I know my family is proud of me.  That my husband thinks it is cool to tell people his wife is a doctor.  That sometimes it is useful to mention.  That it is normal to talk about your job in a conversation.

So, I shouldn’t be quite so weird about it.

To me, a job is just a piece of a person.  It doesn’t define a person.  In medicine, it becomes a big chunk of a person because you invest so much in it.  But, that doesn’t make it extra special.

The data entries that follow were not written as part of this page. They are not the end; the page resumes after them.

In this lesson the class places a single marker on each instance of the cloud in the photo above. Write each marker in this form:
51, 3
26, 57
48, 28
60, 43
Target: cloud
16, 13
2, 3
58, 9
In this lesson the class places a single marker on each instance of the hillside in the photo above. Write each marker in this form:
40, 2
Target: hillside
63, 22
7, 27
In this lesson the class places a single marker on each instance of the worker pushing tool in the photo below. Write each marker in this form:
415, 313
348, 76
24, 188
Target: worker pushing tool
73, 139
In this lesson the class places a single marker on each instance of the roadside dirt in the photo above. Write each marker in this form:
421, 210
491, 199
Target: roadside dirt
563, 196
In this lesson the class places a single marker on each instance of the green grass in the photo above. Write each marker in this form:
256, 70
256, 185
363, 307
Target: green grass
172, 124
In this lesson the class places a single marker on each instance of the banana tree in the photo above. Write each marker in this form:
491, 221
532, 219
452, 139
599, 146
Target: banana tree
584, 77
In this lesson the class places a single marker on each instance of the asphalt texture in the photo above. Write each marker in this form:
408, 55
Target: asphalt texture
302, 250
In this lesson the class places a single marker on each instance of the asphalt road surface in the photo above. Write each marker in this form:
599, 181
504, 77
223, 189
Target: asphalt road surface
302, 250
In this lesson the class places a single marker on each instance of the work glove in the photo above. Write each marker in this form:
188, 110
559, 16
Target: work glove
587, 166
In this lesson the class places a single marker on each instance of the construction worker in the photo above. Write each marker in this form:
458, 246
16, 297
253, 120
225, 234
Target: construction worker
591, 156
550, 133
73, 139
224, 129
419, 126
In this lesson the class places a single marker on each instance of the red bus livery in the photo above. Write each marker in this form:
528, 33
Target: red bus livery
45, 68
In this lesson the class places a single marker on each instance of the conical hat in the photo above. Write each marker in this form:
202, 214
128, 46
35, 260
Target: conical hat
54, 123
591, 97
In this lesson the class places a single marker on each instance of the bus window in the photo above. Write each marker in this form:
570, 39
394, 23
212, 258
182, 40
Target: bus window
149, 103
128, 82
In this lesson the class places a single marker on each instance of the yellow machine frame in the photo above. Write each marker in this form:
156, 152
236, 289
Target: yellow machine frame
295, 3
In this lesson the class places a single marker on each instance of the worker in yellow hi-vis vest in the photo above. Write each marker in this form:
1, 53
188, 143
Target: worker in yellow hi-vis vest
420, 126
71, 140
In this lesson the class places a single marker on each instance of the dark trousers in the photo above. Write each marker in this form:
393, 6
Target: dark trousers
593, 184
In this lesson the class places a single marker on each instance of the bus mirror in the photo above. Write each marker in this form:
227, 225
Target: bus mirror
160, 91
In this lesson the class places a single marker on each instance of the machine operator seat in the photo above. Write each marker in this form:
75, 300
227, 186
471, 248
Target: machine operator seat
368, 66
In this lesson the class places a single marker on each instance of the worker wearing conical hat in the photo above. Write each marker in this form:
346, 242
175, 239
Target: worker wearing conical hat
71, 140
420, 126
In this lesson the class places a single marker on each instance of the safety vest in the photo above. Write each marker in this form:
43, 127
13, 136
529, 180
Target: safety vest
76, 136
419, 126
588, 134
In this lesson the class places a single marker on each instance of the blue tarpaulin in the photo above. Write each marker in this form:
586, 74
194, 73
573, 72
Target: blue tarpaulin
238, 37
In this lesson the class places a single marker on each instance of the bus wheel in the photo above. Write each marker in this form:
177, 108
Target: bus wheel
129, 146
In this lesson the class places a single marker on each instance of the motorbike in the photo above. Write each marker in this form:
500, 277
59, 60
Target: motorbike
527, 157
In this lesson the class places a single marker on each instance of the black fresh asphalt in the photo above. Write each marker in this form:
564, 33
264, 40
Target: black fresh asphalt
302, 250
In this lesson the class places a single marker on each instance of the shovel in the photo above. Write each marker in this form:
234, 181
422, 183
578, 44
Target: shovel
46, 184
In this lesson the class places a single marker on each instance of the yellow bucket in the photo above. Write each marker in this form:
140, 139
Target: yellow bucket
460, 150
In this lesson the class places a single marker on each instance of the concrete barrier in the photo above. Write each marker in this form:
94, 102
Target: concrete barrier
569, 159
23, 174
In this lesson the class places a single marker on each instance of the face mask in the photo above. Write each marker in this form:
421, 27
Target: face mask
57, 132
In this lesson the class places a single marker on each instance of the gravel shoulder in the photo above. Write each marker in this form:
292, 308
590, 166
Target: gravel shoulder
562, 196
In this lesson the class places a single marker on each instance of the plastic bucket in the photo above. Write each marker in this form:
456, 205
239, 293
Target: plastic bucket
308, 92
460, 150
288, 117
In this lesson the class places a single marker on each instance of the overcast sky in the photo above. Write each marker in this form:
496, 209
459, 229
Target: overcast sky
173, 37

For some people, they think it does.  It makes me crazy when people define themselves by pointing out to everyone that they are in med school or that they are a doctor or a lawyer or a teacher to everyone they meet.

I feel like telling people I am a doctor is bragging.  That I am saying “Look at me, I have been in school for a million years and I am book smart.”  I don’t want to brag.

I avoid it like the plague.  I answer if I am directly asked.  But, a lot of the time, I find myself just saying I work at the hospital.  All of my credit cards still say Mrs.  I don’t throw a Dr. in front of my name except in desperate situations.  And I get mortified when other people do.

I shouldn’t be embarrassed about who I am.  But, I am embarrassed about how other people respond sometimes. 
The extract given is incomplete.